Il sole tramontava e le galline salivano sulla pertica; una di loro, con le piume bianche e le zampe corte, aveva deposto l’uovo regolarmente; era una gallina rispettabile in tutti i sensi e mentre saliva sulla pertica si beccò e così le volò via una piumetta.
«È andata» disse.
«Più mi spenno e più divento bella!» Naturalmente lo disse in tono scherzoso, perché era una gallina spiritosa, anche se molto rispettabile, come ho già detto.
E così si addormentò.
Tutt’intorno era buio; le galline stavano una accanto all’altra, ma quella che le stava più vicino non dormiva; sentì e non sentì, come si deve fare in questo mondo per poter vivere in pace; ma non poté fare a meno di dire all’altra sua vicina: «Hai sentito cosa hanno detto? Non faccio nomi, ma c’è una gallina che vuole spennarsi per sembrare più bella! Se io fossi il gallo la disprezzerei!».
Proprio sopra la gallina si trovava la civetta col marito e i bambini; avevano un udito fino in quella famiglia, e sentirono ogni parola detta dalla gallina; stralunarono gli occhi e mamma civetta si fece aria con le ali: «Non ascoltate! ma avrete certo sentito quello che han detto! Io l’ho sentito con le mie orecchie e dovrò sentirne ancora molte altre prima che mi cadano! Una delle galline si è dimenticata a tal punto di quel che si conviene a una gallina che si è messa a beccarsi tutte le penne facendosi vedere dal gallo!».
«Prenez garde aux enfants!» esclamò papà civetta. «Non è roba per bambini.»
«Però devo raccontarlo alla nostra vicina civetta. È una civetta così stimata nel nostro ambiente!» e così volò via.
«Uh-Uh! Uhuh!» gridarono tutti e due i colombi che abitavano la colombaia di sotto.
«Avete sentito? Avete sentito? Uhuh! C’è una gallina che si è tolta tutte le penne per colpa del gallo! E ora sta morendo di freddo, se non è già morta!»
«Dove? Dove?» chiesero i colombi.
«Nel cortile qui vicino! È come se l’avessi vista con i miei occhi, è una storia quasi da non poter raccontare, ma è proprio vero!»
«Lo credo, credo a ogni parola!» risposero i colombi e si chinarono verso il loro cortile.
«C’è una gallina, anzi alcuni dicono due, che si sono tolte tutte le penne per essere diverse dalle altre e attirare l’attenzione del gallo. È un gioco rischioso si può morire di freddo, e loro sono morte entrambe.»
«Sveglia! Sveglia!» cantò il gallo e volò sullo steccato.
Aveva gli occhi ancora assonnati, ma cantava ugualmente: «Tre galline sono morte di amore infelice per un gallo! Si erano tolte tutte le penne! È una storia orribile, non voglio tenerla per me raccontatela, raccontatela!» e così la storia passò da un pollaio a un altro finché non tornò nel luogo da dove era partita.

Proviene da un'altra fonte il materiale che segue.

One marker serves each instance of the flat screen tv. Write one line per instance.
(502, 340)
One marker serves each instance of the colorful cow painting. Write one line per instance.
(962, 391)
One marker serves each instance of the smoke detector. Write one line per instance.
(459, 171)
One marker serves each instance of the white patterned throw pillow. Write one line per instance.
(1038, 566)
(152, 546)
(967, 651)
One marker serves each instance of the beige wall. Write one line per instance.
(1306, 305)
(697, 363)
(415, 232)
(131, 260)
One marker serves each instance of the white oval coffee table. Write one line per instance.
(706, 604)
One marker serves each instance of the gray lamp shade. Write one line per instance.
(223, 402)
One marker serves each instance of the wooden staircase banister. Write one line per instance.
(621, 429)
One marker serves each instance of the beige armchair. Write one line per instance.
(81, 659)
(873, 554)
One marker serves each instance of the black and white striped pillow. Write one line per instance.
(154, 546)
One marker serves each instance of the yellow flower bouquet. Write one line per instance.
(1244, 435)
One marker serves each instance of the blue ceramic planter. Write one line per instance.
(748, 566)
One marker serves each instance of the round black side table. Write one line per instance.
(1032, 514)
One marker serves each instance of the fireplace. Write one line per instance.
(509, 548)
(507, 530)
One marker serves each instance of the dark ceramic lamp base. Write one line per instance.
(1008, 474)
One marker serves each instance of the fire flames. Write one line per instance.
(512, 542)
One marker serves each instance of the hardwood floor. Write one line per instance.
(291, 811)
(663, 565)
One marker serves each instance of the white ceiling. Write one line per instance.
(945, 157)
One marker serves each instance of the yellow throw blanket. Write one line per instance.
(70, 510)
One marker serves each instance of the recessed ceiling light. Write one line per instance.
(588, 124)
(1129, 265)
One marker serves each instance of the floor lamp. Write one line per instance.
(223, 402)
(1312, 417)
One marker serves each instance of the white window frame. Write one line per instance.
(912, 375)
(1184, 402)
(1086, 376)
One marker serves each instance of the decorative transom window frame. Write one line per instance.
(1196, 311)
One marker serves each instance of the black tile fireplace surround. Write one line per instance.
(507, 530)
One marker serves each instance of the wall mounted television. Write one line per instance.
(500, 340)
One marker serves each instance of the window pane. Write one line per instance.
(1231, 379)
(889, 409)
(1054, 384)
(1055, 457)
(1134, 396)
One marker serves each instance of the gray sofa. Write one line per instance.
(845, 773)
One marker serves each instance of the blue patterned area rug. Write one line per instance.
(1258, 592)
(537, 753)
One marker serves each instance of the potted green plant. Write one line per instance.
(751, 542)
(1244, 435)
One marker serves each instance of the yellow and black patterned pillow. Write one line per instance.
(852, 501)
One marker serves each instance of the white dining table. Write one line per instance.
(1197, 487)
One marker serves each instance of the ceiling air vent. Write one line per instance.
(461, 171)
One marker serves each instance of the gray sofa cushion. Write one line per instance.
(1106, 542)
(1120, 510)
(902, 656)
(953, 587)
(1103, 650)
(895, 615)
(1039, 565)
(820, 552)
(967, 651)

«Ci sono cinque galline» si diceva «che si sono tolte le penne per mostrare chi di loro si era più consumata d’amore infelice per il gallo; poi si sono beccate a sangue e sono morte, con vergogna e scandalo per le loro famiglie e grossa perdita per il padrone.»

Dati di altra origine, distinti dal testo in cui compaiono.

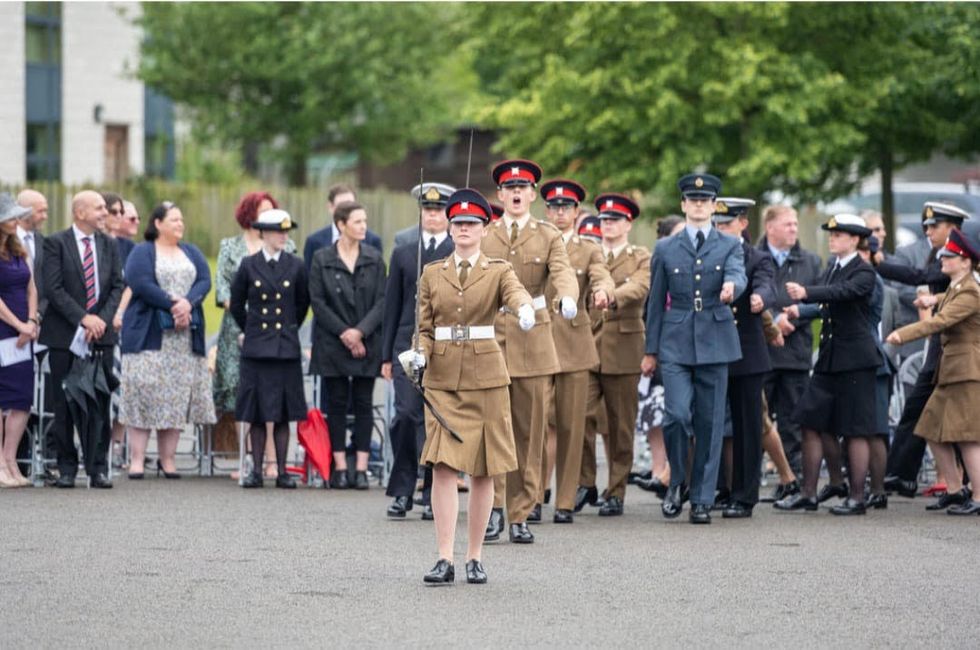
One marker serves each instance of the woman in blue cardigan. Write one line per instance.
(166, 384)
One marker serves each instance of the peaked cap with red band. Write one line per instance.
(958, 245)
(562, 191)
(616, 206)
(468, 205)
(516, 172)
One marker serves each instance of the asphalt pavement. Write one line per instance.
(203, 563)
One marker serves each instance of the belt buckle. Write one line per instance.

E la gallina che aveva perduto quella piccola e soffice piuma naturalmente non riconobbe la sua storia e poiché era una gallina rispettabile disse: «Io disprezzo quelle galline! Ma ce ne sono molte di quel genere! Un fatto simile non deve essere taciuto e farò il possibile affinché questa storia appaia sul giornale, così che si diffonda per tutto il paese; ben gli sta a quelle galline e alle loro famiglie!».
E la storia arrivò davvero al giornale, fu stampata e è proprio vero:
“Una piccola piuma si può trasformare in cinque galline!”.